A man shaped by history and a love of fashion - Harold Huberman

Although struggling with Parkinson's, designer and painter Harold Huberman is a man full of determination and cheer

Harold Huberman has an attitude, of stoicism and adversity cheerfully borne, that is impressive, and very poignant.

Emily Hourican

'You keep going. You have to. Otherwise you'd stay in bed all day. I'm not going to do that, I'm going to keep fighting on. I'm 78 in a month's time and I've always been very active, so I try to keep going as if I'm as well as the next person, because otherwise, what else would you do?" Harold Huberman, designer, painter and, yes, father of Amy, is describing the impulse that gets him out of bed every morning, despite the gradual debilitation of his health from Parkinson's disease.
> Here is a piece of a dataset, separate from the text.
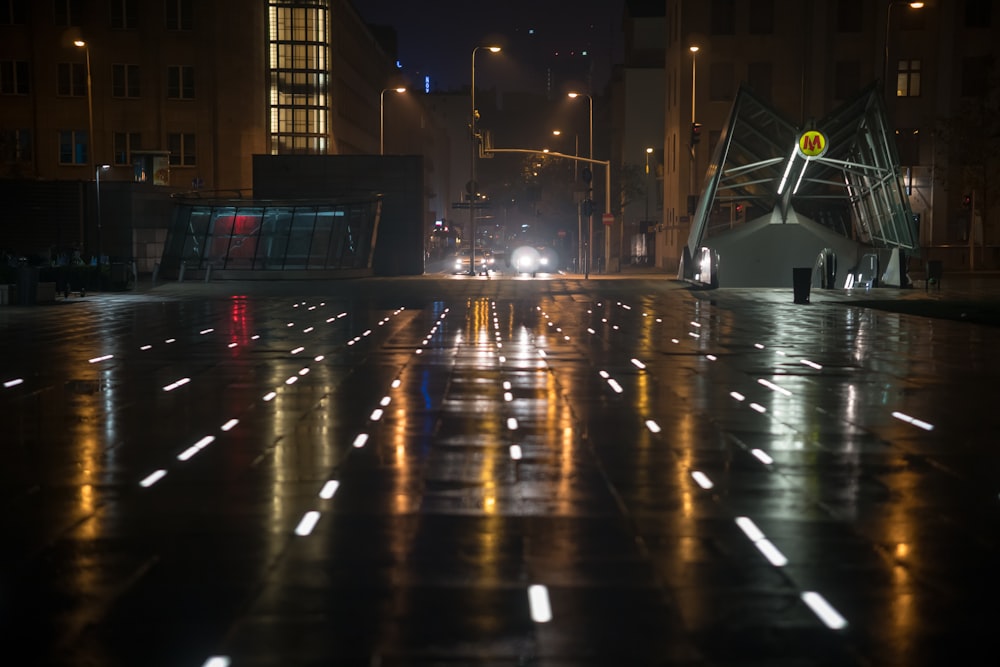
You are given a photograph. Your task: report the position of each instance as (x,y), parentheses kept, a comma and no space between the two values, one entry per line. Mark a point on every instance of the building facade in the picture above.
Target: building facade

Parkinson's has many symptoms, of which the most commonly understood is probably the tremor that causes hand or fingers to shake, but the more serious include loss of balance and rigid muscles. "I don't have the tremor in the hands," says Harold. "That's a very obvious symptom, but falling is a bigger problem. I fall every few weeks, and you can't put your hands out to save yourself, so that's dangerous. I already have fusions in my spine from falling. Then I came off the chair in my office, hit my chin off the ground and broke my front tooth. I have three fusions in my neck now."